Long non-coding RNA (lncRNA) nuclear-enriched abundant transcript 1 (NEAT1) exerts a pro-oncogenic role in several cancers, whereas its underlying regulatory mechanism in papillary thyroid carcinoma (PTC) progression remains unknown. This research mainly explored the roles of NEAT1 in PTC development. Quantitative real-time polymerase-chain reaction (qRT-PCR) was applied to measure NEAT1, miR-524-5p, and inhibitor of DNA binding 1 (ID1) expression in PTC tissues and cells. Western blot was conducted for detecting the protein levels. MTT, transwell, and flow cytometry assays were applied to assess cell proliferation, metastasis, and apoptosis in PTC cells in vitro. The PTC xenograft tumor model was used for investigating the role of NEAT1 in vivo. Dual-luciferase reporter assay was utilized for confirming the interaction between miR-524-5p and NEAT1 or ID1. In PTC tissues and cells, NEAT1 was significantly up-regulated. NEAT1 silencing blocked cell proliferation, metastasis, and facilitated apoptosis in vitro and impeded xenograft tumor growth in vivo. Bioinformatics prediction revealed the existence of binding sites between NEAT1 and miR-524-5p. Besides, ID1 was confirmed as a direct target to miR-524-5p, and the enhancement of ID1 reversed the regulation of miR-524-5p upregulation on cell progression. In addition, NEAT1 promoted PTC development by regulating ID1 expression via sponging miR-524-5p in PTC. In summary, we demonstrate that NEAT1 advanced the process of PTC by miR-524-5p/ID1 axis, which may enhance our comprehension of PTC pathogenesis.

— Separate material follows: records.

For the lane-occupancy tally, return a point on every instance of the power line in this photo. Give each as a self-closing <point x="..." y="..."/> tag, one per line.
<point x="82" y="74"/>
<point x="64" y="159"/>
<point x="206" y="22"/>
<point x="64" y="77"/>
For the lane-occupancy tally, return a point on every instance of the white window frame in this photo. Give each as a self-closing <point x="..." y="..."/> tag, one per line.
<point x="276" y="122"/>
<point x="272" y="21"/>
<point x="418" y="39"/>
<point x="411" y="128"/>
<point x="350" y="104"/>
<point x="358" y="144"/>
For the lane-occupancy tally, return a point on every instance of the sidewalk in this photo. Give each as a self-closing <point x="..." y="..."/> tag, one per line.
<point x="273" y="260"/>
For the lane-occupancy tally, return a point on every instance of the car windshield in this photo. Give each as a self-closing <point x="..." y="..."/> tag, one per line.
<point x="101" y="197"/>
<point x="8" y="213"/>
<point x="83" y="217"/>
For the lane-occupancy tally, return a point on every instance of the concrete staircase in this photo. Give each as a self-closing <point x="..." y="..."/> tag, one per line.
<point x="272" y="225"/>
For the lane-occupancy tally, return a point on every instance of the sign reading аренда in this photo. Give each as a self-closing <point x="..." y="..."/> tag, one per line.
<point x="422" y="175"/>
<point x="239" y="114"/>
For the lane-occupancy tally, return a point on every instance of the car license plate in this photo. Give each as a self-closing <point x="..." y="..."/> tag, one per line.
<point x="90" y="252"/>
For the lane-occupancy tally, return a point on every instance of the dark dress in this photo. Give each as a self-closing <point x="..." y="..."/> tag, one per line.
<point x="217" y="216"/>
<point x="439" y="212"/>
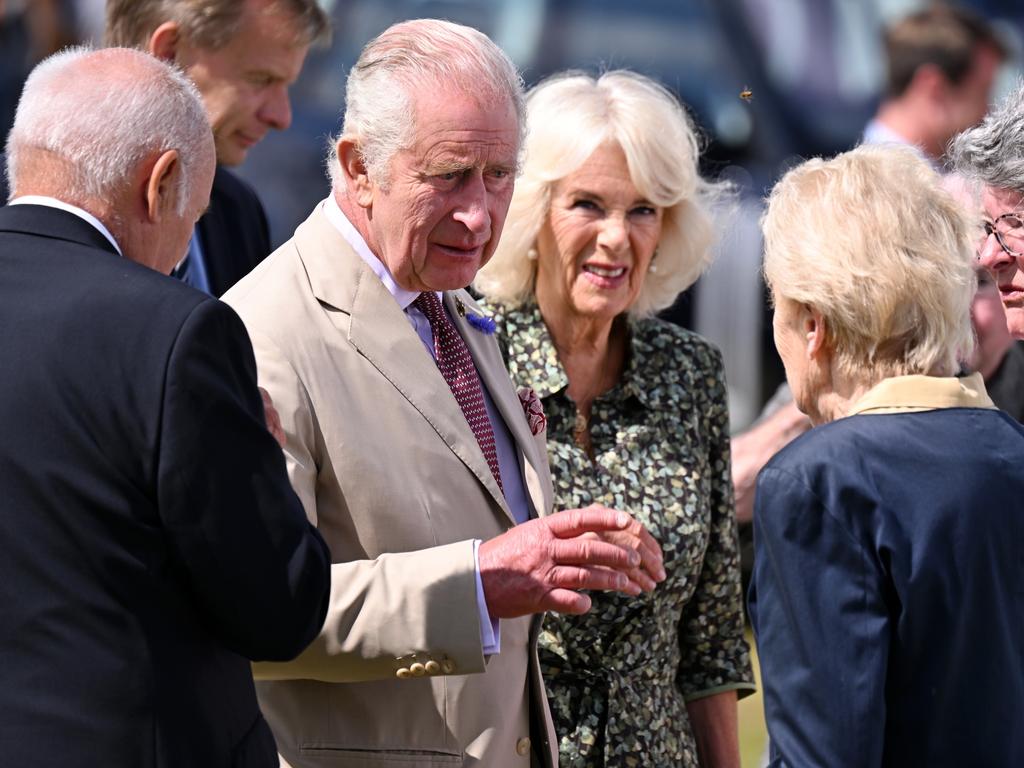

长链非编码RNA（long non-coding RNA，lncRNA）核富集转录本1（nuclear-enriched abundant transcript 1，NEAT1）在多种癌症中发挥促癌作用，但其在甲状腺乳头状癌（papillary thyroid carcinoma，PTC）进展中的潜在调控机制仍未阐明。本研究主要探讨NEAT1在PTC发生发展中的作用。采用实时定量聚合酶链式反应（quantitative real-time polymerase-chain reaction，qRT-PCR）检测PTC组织与细胞中NEAT1、miR-524-5p及DNA结合抑制因子1（inhibitor of DNA binding 1，ID1）的表达水平；采用蛋白质印迹法（Western blot）检测蛋白表达水平。通过MTT法、Transwell实验及流式细胞术分别评估PTC细胞的体外增殖、迁移侵袭与凋亡情况；采用PTC异种移植瘤模型探究NEAT1在体内的生物学功能。采用双荧光素酶报告基因实验验证miR-524-5p与NEAT1或ID1之间的靶向互作关系。实验结果显示，在PTC组织及细胞中，NEAT1的表达水平显著上调；沉默NEAT1可在体外阻滞PTC细胞的增殖与迁移侵袭，并促进细胞凋亡，同时在体内抑制异种移植瘤的生长。生物信息学预测结果表明，NEAT1与miR-524-5p存在特异性结合位点；此外，ID1被证实为miR-524-5p的直接靶基因，而过表达ID1可逆转miR-524-5p上调对细胞进程的调控效应。进一步机制研究发现，NEAT1可通过海绵吸附miR-524-5p调控ID1的表达，进而促进PTC的发生发展。综上，本研究证实NEAT1通过调控miR-524-5p/ID1轴加速PTC进程，该发现有助于加深我们对PTC发病机制的理解。